第四十二話 薬局の仕事着、白衣の話
薬剤師の白衣はごく普通です。スタイリッシュでもなんでもない、ウエストも何もないずんどうでぼよーんとした白衣です。目立ちません。
病院によっては看護師さんにとてもかわいいデザインを着せたり、有名デザイナーが作った白衣です、こういうのを着て楽しくお仕事しませんか、と看護師さん募集をかけたりします。そういうところは年寄りの看護師や薬剤師は言外にうちに応募するな来るな、と書いてあるようで敬遠します。白衣のデザインにひかれて求人応募にひっかかる看護師は若くてかわいくてその白衣が似合う人だと思うのですが。でも結局はお給料と仕事のしやすさ重視だよね、と生暖かい目で見てしまいます。

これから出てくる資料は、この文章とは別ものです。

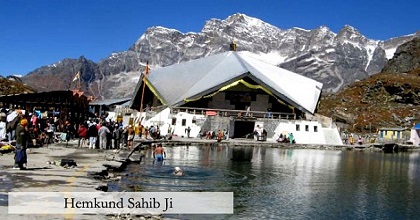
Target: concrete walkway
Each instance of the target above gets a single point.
(44, 174)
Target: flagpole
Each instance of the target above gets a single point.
(144, 86)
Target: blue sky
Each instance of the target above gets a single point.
(34, 33)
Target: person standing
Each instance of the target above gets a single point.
(188, 131)
(130, 137)
(159, 154)
(82, 132)
(92, 134)
(117, 136)
(103, 133)
(22, 136)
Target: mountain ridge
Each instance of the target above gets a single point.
(336, 60)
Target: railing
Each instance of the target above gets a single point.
(235, 113)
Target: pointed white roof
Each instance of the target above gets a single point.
(188, 80)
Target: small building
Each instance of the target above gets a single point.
(397, 134)
(101, 107)
(233, 92)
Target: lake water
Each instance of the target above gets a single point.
(274, 183)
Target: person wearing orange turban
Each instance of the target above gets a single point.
(22, 136)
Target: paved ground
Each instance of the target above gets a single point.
(44, 173)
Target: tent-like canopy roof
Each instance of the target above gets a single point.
(176, 84)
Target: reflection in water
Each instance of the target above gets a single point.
(272, 183)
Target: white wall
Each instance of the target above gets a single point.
(302, 136)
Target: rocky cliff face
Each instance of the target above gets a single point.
(334, 59)
(388, 99)
(406, 58)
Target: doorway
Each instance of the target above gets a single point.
(243, 129)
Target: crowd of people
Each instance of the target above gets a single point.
(22, 129)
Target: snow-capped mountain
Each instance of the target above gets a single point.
(335, 59)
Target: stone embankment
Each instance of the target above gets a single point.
(46, 173)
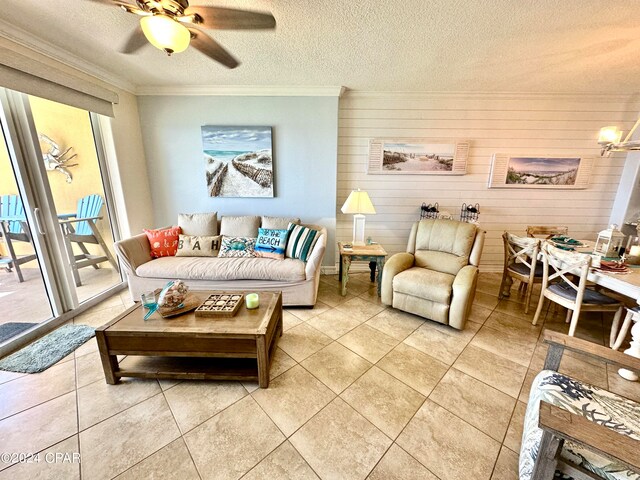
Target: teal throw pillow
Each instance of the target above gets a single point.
(301, 241)
(238, 247)
(271, 243)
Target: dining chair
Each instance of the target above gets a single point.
(521, 263)
(573, 429)
(545, 231)
(80, 228)
(14, 228)
(564, 269)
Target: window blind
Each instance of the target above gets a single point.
(27, 75)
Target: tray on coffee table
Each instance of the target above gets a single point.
(220, 304)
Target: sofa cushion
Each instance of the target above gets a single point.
(216, 268)
(201, 224)
(423, 283)
(246, 226)
(163, 241)
(271, 243)
(278, 223)
(198, 246)
(239, 247)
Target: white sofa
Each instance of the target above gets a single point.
(297, 280)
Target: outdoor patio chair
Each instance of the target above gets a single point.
(80, 228)
(14, 228)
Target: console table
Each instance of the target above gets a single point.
(374, 254)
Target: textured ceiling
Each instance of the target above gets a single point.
(570, 46)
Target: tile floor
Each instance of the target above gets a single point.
(357, 391)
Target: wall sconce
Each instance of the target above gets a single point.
(609, 140)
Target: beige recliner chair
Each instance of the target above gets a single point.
(437, 277)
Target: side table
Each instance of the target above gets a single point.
(374, 254)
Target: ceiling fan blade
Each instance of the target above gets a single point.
(135, 42)
(117, 3)
(230, 19)
(205, 44)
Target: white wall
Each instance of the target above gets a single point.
(500, 123)
(305, 131)
(127, 166)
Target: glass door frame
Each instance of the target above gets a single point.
(24, 153)
(21, 142)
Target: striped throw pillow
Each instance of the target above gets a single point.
(301, 241)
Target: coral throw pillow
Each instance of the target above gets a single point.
(164, 241)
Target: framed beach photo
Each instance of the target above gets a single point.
(417, 156)
(521, 171)
(238, 161)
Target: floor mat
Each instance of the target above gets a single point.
(11, 329)
(44, 352)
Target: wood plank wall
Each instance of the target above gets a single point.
(500, 123)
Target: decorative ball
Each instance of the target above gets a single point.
(173, 294)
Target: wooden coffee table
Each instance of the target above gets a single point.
(190, 347)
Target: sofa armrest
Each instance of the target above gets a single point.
(464, 287)
(134, 251)
(314, 262)
(396, 264)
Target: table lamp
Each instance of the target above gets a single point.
(358, 203)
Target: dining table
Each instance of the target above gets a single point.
(627, 284)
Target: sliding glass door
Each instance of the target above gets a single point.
(23, 294)
(56, 227)
(77, 184)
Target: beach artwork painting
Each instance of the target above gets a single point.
(528, 171)
(238, 161)
(418, 157)
(542, 171)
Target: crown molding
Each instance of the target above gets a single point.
(243, 90)
(594, 96)
(48, 49)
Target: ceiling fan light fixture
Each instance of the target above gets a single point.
(164, 33)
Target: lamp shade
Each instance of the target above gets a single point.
(165, 33)
(609, 135)
(358, 202)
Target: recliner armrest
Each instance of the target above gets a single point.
(396, 264)
(464, 286)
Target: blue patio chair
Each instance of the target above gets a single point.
(14, 228)
(80, 228)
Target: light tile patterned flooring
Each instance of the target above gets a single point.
(357, 391)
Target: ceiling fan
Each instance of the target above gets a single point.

ついでだからもっと横道にそれましょう。昔は看護師さんのお帽子、ナースキャップといいますがあれが象徴になっていましたが、今は廃れていますね。たまーに見かけると懐かしくなります。廃れた理由は患者さんのすぐそばでかがんだり、処置をするときに点滴チューブにひっかけたりして事故が続いたからときいています。デザイン的には好きだし、看護師さんはナースキャップを留めるためにかわいいキャップ留めを使ったりするので見るのも楽しみでした。キャップ留めにはキティちゃんなどのキャラクターものや、渋い人は七宝焼を使う人も。ナースキャップコレクターもいました。
医師は二部式の白衣を着ておられる方が多いです。KC型白衣といって、肩にラインがついている。あのデザインは自衛隊や軍隊の肩章の医療版というか、その名残かなあとも思うときもあります。肩幅が広く見えて颯爽として格好良くみえますね。薬剤師でも男性の人が好んでそればかり着る人も多かったです。
私は一貫してレトロな寸胴白衣、薬学生の時から変わってないです。ワンピース型白衣も若い時は来ていた時期もあったのですが、今はさっと羽織れるという理由でそればかり。それでボールペンや手帳は製薬会社からのもらいものばかり。(今は民間にいるのでくれるなら喜んでもらっています。カレンダーもダイソーの百円のモノ以外お金を出して買ったことないです)
その姿で散薬調剤は大きなマスクに髪が落ちないようにする使い捨てのヘアキャップ、おまけに近年は老眼鏡つき。
我ながら本当に貧乏くさくて、私は一生デザイナーさんや華やかな衣装とやらには縁がなかったなあとつくづく思います。でも、お仕事これからも頑張りますですよ。
シューズを書き忘れましたがあれも室外と室内分けるのは衛生上当たり前のことです。救急病院ではいつでもすぐに迅速に行動できるようにスニーカー指定のところがありました。
白衣を着ている以上、そのスニーカーも白が多いです。ナースシューズは今は本当にかわいいデザインが多くて選ぶのも楽しいです。キャラがついていたりね。デザインが派手なナースシューズもカタログで見かけますが、本職で履いておられる方を私は見たことがありません。そんなのを常用すると常識がないと婦長から指導が入るでしょう……多分。(医療事務さんはもっと自由度があがりますが)
立ち仕事なのでシューズはデザインよりも機能重視です。足が疲れないよう幅広め、低めです。私はデザインもへったくれもないと思っています。